Must the IFilter perhaps be present when the EPiServer installation is made?

Any one?

#29106 Apr 06, 2009 16:18
  • Per Bjurström
    Member since: 1999
     

    The EPiServer Indexing Service should find any IFilter when indexing files. The IFilter must be available when the document is being indexed but not when EPiServer is installed (since filters are discovered at runtime when indexing documents). Which version of EPiServer CMS are you using ?

     

     

    #29115 Apr 07, 2009 12:11
  • Jan Saare
    Member since: 2002
     

    Hi

    I'm using CMS 5 R2 SP1 on Windows 2003 R2. Scratch installed. Installed pdf IFilter first from Acrobat reader 9 (IFilter v 6.0) Have tried v 5.0 also.

    IndexingService proces loads the filter at startup (scaned with filmon). But no indexing. What is trigging the indexing process to start? EPiServer or a filesystem eventwatch? Is there a way of logging the EPiServer indexing service?

    #29119 Apr 07, 2009 14:38
  • Per Bjurström
    Member since: 1999
     

    The service queries the database every minute for files that are not indexed (for example new or changed files uploaded inside edit-mode). If the complete index is deleted from disk it will reindex everything from scratch.

    Stop the Windows service, then you can start the indexing service exe from a command prompt with "EPiServer.IndexingService.exe DEBUG" to see what it actually does. (That will print all log4net messages to the console).

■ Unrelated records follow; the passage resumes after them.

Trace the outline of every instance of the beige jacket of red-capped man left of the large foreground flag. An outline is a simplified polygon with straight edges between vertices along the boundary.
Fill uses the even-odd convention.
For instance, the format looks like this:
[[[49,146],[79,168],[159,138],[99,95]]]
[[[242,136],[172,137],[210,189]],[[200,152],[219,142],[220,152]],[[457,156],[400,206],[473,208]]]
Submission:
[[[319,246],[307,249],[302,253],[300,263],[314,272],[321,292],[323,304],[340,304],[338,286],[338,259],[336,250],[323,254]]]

    #29122 Apr 07, 2009 18:14
  • Jan Saare
    Member since: 2002
     

    Thanks. I uploaded the good old Drift av EPiServer 4 pdf (244kB) and this is what the log says: 

    Scanning configuration 2 for changes
    Deleting item medlemmar 2008.pdf from index
    Deleted 0 item(s) from index
    Deleting item Drift av EpiServer 4.pdf from index
    Deleted 0 item(s) from index
    Create index document for item Drift av EpiServer 4.pdf
    Exception creating index for item Drift av EpiServer 4.pdf - Capacity exceeds ma
    ximum capacity.
    Parameter name: capacity
    Failed to create index document for item Drift av EpiServer 4.pdf
    Closing index
    Going to sleep

    The line "Deleting item medlemmar 2008.pdf from index" repeats every run (every minute) in all (3) index configurations.

    /Janne 

     

    #29124 Apr 08, 2009 8:50
  • Per Bjurström
    Member since: 1999
     

    I think this is a problem that has been fixed after SP1, but we have not been able to reproduce it. Basically we do not allocate enough memory for some IFilter chunking implementations. Try uninstalling the latest IFilter and get an older version installed.

    I think you need to file a support case to dig any deeper into this if you can't get it to work, we have had several related cases to PDF:s the last month so a reasonable guess is that it is version related since this has worked in the past.

     

    #29137 Apr 08, 2009 15:53
  • Arnold Macauley
    Member since: 2005
     

    Hi Jan,

    Did you get anywhere when you tried installing a previous version of IFilter?  We are experiencing similar problems when using IFilter v 6.0

     

    Thanks

    #32867 Sep 22, 2009 12:01